It is scary to be old enough to have had a 20-year high school reunion. On the other hand, it is amazing to be old enough to gather with former school friends all of whom are capable of recognizing and celebrating the various ways we’ve become adults.
During winter carnival weekend, a small group of friends from junior high and high school gathered to watch street events and reconnect with Steamboat and with each other. People in the group have done impressive things—become doctors or engineers, sold everything and started over with a new lifestyle that fit better, given birth. Perhaps most impressive to me was that we all still enjoyed each other.
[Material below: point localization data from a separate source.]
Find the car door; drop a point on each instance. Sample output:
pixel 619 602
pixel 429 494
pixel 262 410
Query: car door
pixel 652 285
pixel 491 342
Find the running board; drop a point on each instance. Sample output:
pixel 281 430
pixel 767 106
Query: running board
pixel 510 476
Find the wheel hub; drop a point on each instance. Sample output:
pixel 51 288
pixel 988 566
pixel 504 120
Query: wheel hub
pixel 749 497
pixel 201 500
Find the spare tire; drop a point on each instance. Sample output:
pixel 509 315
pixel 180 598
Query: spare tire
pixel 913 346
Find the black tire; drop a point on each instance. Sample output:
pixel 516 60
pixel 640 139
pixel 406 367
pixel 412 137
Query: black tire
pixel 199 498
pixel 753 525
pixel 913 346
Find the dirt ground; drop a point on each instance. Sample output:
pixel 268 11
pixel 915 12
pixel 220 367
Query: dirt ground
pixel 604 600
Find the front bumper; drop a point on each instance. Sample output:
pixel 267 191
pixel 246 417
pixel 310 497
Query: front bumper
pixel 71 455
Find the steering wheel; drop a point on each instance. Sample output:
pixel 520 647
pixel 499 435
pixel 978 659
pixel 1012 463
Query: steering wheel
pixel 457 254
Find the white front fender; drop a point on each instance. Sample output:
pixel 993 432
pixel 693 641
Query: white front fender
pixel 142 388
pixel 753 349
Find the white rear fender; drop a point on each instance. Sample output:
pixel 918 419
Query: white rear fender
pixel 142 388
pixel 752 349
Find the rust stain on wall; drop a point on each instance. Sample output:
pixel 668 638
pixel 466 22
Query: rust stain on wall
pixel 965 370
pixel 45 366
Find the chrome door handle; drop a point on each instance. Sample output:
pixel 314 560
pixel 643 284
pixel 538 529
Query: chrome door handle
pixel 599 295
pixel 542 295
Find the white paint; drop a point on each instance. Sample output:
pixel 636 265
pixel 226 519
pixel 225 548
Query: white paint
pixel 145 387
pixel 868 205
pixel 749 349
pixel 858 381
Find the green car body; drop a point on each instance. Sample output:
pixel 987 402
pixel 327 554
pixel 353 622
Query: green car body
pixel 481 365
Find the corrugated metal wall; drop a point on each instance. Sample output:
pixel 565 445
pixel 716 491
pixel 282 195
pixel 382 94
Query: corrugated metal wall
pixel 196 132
Some of these people I see annually and some I hadn’t seen for over twenty years, but we still laughed and told stories not as if time hadn’t passed but rather with a miraculous ease in spite of being aware that it had.
The idea that the friendships we make before age 25 are more lasting than those we make later in life has come up in conversation recently. I doubt this is uniformly true, but I think there’s something to it.
Things enter us differently when we’re children than when we’re adults—landscape, music, language; so many things go straight into our DNA, so to speak, unquestioned and unfiltered by the layers of judgment we practice as adults. Perhaps this is true for childhood friendships, too—they get wired in somehow.
It’s nice to know that even when our daily thinking and acting is overlaid with adult concerns, we can rediscover the connections we formed when life was more immediate. And see what good choices our younger selves made.